13. On the other hand, the submission of the respondent which has been found favour with the learned trial Judge was that prior to issuance of the impugned notification, the principles of natural justice had not been complied with. It has further been contended that despite the fact that an opportunity had been granted to the authorities by the Ld. trial Judge to issue an appropriate notification, no action thereupon had been taken.
14. Drugs and Cosmetics Act, is a com-plete code in itself. The said Act lays down procedures before a notification under Section 26A of the Act can be issued. An order issued under Section 26-A of the Act by the Central Government would be in exercise of its legislative power. When such legislative power is exercised, the question of complying with the principles of natural justice would not arise. Furthermore satisfaction of the Central Government to the effect as to whether drug should be prohibited or not on the ground that the same is injurious to public health is essentially a matter dealing with a policy decision, and, thus, compliance of the principles of natural justice must be held to be excluded in such a situation.
15. A notification completely prohibiting manufacture and sale of drug is not either violative of Article 14 of the Constitution of India or Article 19(1)(g) thereof. See Systopic Laboratories (Pvt.) Ltd. v. Dr. Prem Gupta, reported in, .
16. In Vincent Panikurlangara v. Union of India, , the Apex Court has held that the question of banning a Drug is of National importance.

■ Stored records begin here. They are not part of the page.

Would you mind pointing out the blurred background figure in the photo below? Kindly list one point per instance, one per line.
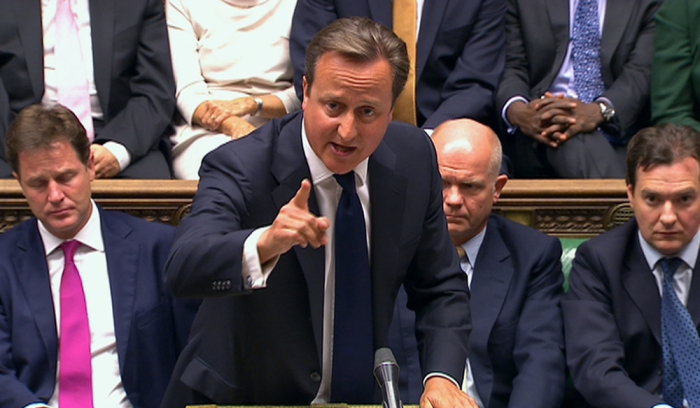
(675, 85)
(232, 70)
(108, 61)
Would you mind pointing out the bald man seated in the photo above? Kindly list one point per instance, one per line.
(514, 273)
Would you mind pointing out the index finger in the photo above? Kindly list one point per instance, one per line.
(301, 198)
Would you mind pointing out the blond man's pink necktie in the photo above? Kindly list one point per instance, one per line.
(72, 86)
(75, 372)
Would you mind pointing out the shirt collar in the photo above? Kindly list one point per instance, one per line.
(90, 235)
(319, 171)
(689, 254)
(471, 247)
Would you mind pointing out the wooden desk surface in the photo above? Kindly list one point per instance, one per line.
(565, 208)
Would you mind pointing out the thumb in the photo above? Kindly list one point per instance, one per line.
(301, 198)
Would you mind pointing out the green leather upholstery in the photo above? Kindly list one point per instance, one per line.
(568, 246)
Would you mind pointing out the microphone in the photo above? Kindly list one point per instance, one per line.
(386, 371)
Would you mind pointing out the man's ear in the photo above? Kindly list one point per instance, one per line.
(630, 195)
(501, 181)
(91, 165)
(305, 87)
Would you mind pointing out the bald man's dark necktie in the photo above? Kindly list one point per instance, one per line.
(353, 352)
(679, 343)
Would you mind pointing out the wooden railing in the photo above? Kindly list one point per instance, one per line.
(564, 208)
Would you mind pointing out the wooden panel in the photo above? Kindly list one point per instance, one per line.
(565, 208)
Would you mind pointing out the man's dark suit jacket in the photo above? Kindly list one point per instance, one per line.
(150, 327)
(517, 340)
(265, 346)
(459, 56)
(612, 315)
(133, 74)
(537, 33)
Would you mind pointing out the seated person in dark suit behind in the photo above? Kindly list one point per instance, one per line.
(130, 95)
(575, 89)
(129, 330)
(264, 247)
(514, 274)
(625, 293)
(675, 78)
(460, 51)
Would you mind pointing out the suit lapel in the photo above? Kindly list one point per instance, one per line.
(490, 281)
(640, 284)
(694, 295)
(122, 267)
(30, 263)
(617, 13)
(387, 191)
(558, 11)
(289, 168)
(102, 16)
(28, 18)
(433, 11)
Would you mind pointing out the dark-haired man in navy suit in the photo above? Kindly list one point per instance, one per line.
(131, 328)
(460, 51)
(616, 337)
(260, 245)
(514, 274)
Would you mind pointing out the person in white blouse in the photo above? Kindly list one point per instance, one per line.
(232, 70)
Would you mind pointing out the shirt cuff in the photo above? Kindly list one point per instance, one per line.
(289, 99)
(119, 151)
(254, 274)
(511, 128)
(606, 100)
(430, 375)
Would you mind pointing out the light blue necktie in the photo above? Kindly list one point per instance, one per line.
(680, 344)
(588, 80)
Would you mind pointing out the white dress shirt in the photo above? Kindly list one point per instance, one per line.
(50, 98)
(90, 259)
(683, 276)
(563, 84)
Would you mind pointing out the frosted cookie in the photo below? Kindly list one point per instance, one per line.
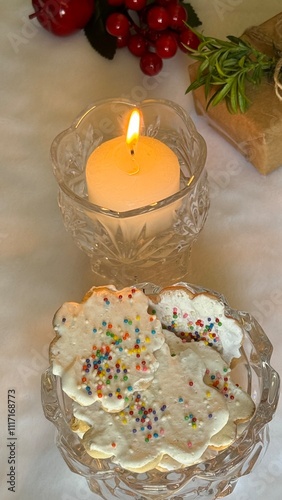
(176, 416)
(218, 375)
(104, 347)
(197, 318)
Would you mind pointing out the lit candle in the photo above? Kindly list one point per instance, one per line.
(131, 171)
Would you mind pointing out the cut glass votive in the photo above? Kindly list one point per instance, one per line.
(150, 243)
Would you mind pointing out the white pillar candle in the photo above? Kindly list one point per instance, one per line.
(122, 176)
(130, 172)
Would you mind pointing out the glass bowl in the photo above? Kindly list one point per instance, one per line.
(213, 478)
(152, 242)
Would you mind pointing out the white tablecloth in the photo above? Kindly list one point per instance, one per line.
(45, 83)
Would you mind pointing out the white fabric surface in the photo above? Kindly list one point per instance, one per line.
(45, 83)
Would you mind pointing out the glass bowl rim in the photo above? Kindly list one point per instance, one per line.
(264, 413)
(93, 208)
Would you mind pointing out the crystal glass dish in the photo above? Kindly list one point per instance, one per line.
(151, 241)
(215, 477)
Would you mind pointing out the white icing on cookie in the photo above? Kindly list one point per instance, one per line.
(104, 348)
(218, 375)
(176, 416)
(197, 318)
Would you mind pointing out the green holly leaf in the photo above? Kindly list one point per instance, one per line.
(96, 33)
(193, 19)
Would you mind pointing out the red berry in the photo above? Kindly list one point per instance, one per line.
(122, 41)
(157, 18)
(62, 17)
(115, 3)
(187, 40)
(178, 15)
(151, 64)
(137, 45)
(166, 45)
(117, 24)
(165, 3)
(135, 4)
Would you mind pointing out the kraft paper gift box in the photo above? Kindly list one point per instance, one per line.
(257, 134)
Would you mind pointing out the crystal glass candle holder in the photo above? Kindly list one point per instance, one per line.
(150, 243)
(214, 477)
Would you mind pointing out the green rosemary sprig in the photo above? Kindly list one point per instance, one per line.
(225, 67)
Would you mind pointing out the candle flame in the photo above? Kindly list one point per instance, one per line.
(133, 129)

17. Unichem Laboratories Ltd., Bombay v. Union of India upon which reliance had been placed by the respondent herein does not lay down any law in absolute term. In the said decision the question as to whether issuance of a notification in terms of Section 26-A being legislative in nature or not, was not raised. Assigning of a reason is a part of principles of natural justice. Unless a statute clearly provides for assignment of reason, no reason is required to be assigned unless the order visits the concerned persons with civil consequences. A policy decision adopted by the State may affect a particular person or a group of persons but such a policy decision being necessary in the public interest, requirements to comply with the principles of natural justice must be held to be excluded.
18. According to the respondents, the requirements laid down under the provisions of Section 26-A of the Act have been complied with. Assuming that the same had not been complied with, the writ Court in a given case may refuse to exercise its jurisdiction keeping in view in larger public interest.

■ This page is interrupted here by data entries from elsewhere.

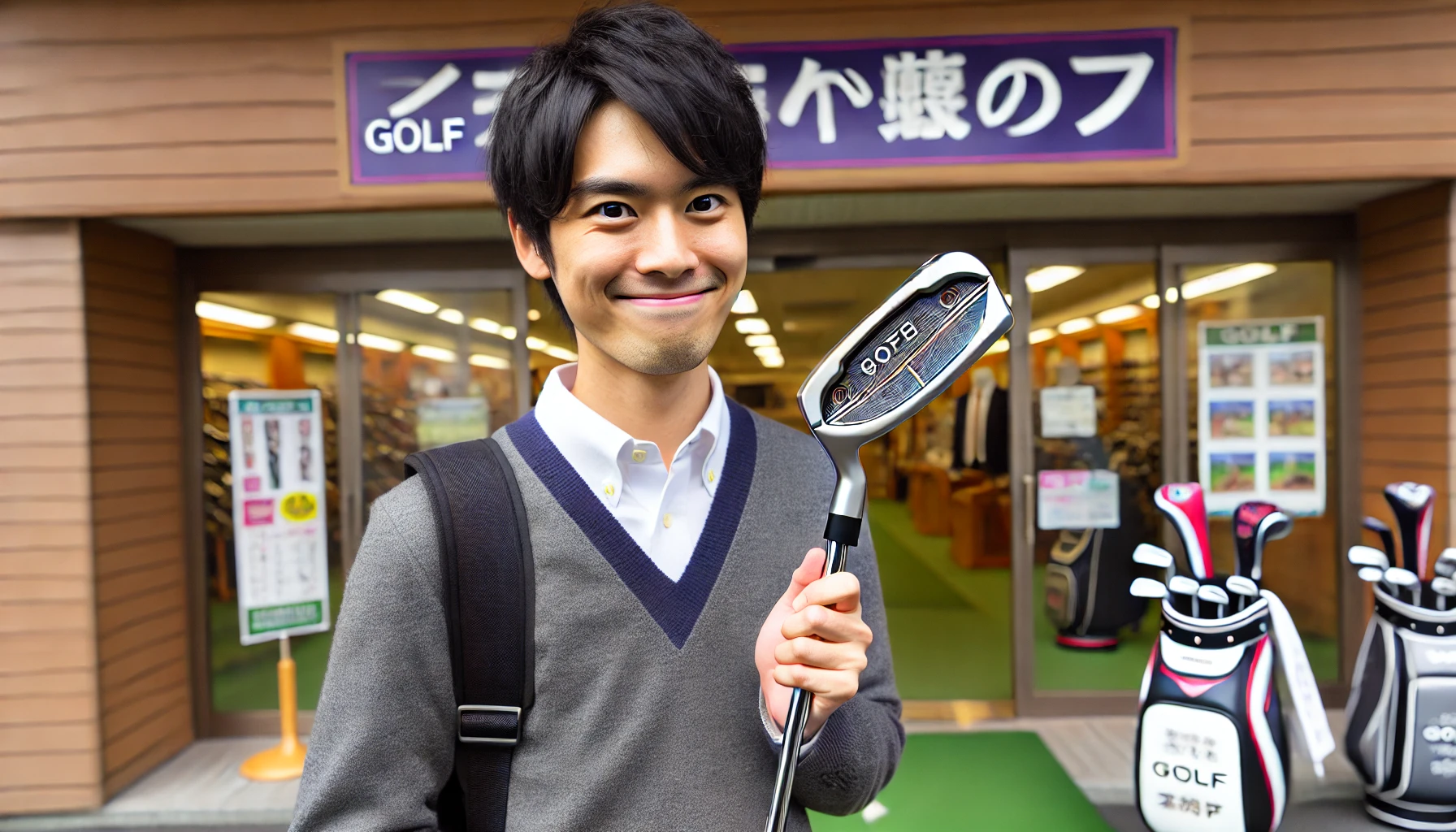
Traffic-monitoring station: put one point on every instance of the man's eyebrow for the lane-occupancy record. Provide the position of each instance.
(603, 185)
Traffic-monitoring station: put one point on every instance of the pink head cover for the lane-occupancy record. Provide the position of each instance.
(1183, 505)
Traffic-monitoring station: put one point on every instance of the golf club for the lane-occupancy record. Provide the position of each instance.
(1147, 587)
(1414, 506)
(1215, 595)
(1246, 519)
(1184, 585)
(895, 362)
(1183, 505)
(1404, 578)
(1446, 564)
(1369, 557)
(1443, 587)
(1244, 587)
(1274, 526)
(1158, 557)
(1386, 535)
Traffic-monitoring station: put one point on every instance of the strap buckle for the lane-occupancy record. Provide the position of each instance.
(491, 725)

19. In Re. P.P. Raja Reddy reported in, one of us held that issuance of writ of certiorari or mandamus is a discretionary remedy.

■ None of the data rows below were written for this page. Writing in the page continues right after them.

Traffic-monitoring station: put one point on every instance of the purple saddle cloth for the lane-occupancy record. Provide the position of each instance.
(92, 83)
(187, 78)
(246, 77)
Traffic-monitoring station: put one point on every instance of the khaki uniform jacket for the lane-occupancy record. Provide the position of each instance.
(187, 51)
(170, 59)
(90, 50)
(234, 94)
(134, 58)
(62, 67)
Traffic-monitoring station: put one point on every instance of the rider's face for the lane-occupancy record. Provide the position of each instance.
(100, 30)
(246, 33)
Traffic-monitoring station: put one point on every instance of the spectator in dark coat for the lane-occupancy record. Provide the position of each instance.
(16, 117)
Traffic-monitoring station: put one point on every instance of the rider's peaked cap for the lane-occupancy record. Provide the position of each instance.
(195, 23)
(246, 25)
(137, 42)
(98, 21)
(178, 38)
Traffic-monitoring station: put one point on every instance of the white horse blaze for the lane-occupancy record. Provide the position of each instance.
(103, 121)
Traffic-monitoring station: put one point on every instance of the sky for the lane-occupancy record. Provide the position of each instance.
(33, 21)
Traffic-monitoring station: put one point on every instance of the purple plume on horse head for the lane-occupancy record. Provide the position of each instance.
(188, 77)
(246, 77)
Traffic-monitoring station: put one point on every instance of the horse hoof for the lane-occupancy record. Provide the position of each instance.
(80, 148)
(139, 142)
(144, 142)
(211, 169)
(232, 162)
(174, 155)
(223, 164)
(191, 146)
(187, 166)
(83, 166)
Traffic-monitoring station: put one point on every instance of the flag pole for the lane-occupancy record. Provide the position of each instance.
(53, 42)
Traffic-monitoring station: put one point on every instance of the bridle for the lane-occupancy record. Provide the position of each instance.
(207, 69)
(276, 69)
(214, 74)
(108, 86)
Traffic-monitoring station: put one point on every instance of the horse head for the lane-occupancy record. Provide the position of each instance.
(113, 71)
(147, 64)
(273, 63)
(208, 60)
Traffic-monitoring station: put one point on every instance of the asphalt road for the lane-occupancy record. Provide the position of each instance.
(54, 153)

20. In any event, it was not a case where a writ application could have been entertained by way of a public interest litigation in view of the aforementioned decision in Vincent Panikurlangara v. Union of India reported in, .
21. For the reasons aforementioned we are of the opinion that it was not a fit case in which the learned trial Judge ought to have allowed the writ application.
22. Although several documents had now been placed before us as regards compliance of the provisions of the Act we are of the opinion that appeal being a continuation of writ petition, this Court while exercising its jurisdiction for issuance of a writ of or in the nature of mandamus in public interest can take into consideration other and further documents which had not been produced by the appellants before the learned trial Judge. It is also well settled that the appeal being a continuation of a writ proceedings; the Court in terms of the principles laid down in Section 107 read with Order 7, Rule 7 of the Code of Civil Procedure, can grant appropriate relief.
23. For the reasons aforementioned we are of the opinion that the impugned judgment and order cannot be upheld which is set aside accordingly. The appeal is allowed but in the facts and circumstances of this there will be no order as to costs.